0

I am storing some data in an external key-value store. This data is used as a cache. Because of the nature of the data we need to encrypt/hash the keys as well as values. We are using DataProtection APIs for the encryption and decryption with the default algorithm (AES-256-CBC). As per my knowledge, the encryption of the same plaintext doesn't give you the same cyphertext in this algorithm, so I can't encrypt the keys because next time I won't have the same encrypted key for lookup.
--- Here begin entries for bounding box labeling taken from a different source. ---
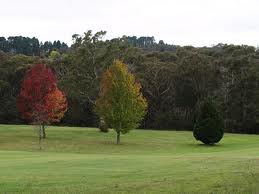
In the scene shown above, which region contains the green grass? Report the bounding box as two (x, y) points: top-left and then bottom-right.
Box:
(0, 125), (259, 194)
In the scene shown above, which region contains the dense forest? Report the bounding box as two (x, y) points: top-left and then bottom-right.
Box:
(0, 31), (259, 133)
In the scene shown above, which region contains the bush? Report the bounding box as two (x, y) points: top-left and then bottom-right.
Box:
(99, 119), (109, 133)
(193, 99), (224, 144)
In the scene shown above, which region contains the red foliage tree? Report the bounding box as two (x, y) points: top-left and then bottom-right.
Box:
(17, 64), (67, 139)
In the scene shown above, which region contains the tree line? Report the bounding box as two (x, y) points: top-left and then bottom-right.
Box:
(0, 36), (68, 56)
(0, 31), (259, 133)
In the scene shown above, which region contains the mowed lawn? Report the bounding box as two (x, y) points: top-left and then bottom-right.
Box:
(0, 125), (259, 194)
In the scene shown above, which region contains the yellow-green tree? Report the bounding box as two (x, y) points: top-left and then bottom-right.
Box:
(96, 60), (147, 144)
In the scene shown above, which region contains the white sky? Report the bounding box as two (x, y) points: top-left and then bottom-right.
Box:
(0, 0), (259, 46)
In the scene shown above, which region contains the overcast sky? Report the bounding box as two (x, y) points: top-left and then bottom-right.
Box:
(0, 0), (259, 46)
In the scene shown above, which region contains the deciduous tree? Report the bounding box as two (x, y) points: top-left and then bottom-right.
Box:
(96, 60), (147, 144)
(17, 64), (67, 146)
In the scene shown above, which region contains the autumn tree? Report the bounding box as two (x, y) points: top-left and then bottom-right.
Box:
(96, 60), (147, 144)
(17, 64), (67, 145)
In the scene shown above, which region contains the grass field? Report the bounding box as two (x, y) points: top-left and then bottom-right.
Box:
(0, 125), (259, 194)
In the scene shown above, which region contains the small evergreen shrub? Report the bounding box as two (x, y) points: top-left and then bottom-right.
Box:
(193, 99), (224, 144)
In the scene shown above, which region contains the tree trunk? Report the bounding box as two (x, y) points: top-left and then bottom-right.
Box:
(39, 125), (43, 150)
(42, 123), (46, 139)
(117, 131), (121, 144)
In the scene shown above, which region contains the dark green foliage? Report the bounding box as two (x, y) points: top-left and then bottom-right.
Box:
(193, 99), (224, 144)
(0, 31), (259, 133)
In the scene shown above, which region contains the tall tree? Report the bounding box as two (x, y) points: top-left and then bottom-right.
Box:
(17, 64), (67, 146)
(96, 60), (147, 144)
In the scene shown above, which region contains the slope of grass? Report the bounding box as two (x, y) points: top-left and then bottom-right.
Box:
(0, 125), (259, 194)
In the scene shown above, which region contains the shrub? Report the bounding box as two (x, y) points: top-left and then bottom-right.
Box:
(193, 99), (224, 144)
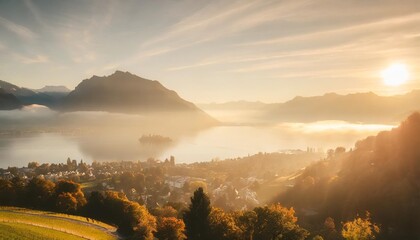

If we hash the keys (using SHA-256) instead of encrypting it, we can actually solve this problem but in some rare scenarios hashing can cause collisions and in our application, due to the nature of data we can't afford to have even a single collision. Code example:

public class MyClass 
{
    IDataProtector dataProtector;
    ISomeStore externalStore;

    public MyClass(IDataProtectionProvider dataProtectionProvider, ISomeStore externalStore) 
    {
       this.dataProtector = dataProtectionProvider.CreateProtector("somePurposeString");
       this.externalStore = externalStore;
    }

    public string GetOrAddValue(string someKey)
    {
        string encryptedKey = this.dataProtector.Protect(someKey);

        if (this.externalStore.KeyExists(encryptedKey)
        {
           string encryptedValue = this.externalStore.Get(encryptedKey); // lookUp in the cache
           return this.dataProtector.Unprotect(encryptedValue);
        }
        else
        {
           string someValue = GetValue(someKey);
           this.externalStore.Set(encryptedKey, this.dataProtect.Protect(someValue)); // setting the value in the cache
           return someValue;
        }
    }
}

Is there a way to efficiently solve this problem? The avergae lookup time from external key value store is around 100 ms.

Sunil Kumar
  • 390
  • 1
  • 7
  • 25
  • As I know in CBC mode you will get same cipher text from same plain text if key and IV are also same. – Alexey Rumyantsev Apr 12 '21 at 13:01
  • Do you know what's the default IV used for the data protection APIs in .Net core? – Sunil Kumar Apr 12 '21 at 13:26
  • The chance of collisions in SHA-256 is very small indeed. https://stackoverflow.com/questions/4014090/is-it-safe-to-ignore-the-possibility-of-sha-collisions-in-practice The chance of memory corruption changing your data in an undetectable way is FAR larger than the collision chance. So is the chance of an asteroid colliding with earth and destroying your data centers. You could go to SHA-384 or SHA-512 to gain extra collision proofing. – O. Jones Apr 12 '21 at 15:07
  • Thanks @O.Jones for you input. This seems quite logical now. I will move with hashing then. – Sunil Kumar Apr 12 '21 at 16:11

1 Answers1

1

I don't know about the size of your data. But you can use hashing in this way to reduce the chances of collisions to 0.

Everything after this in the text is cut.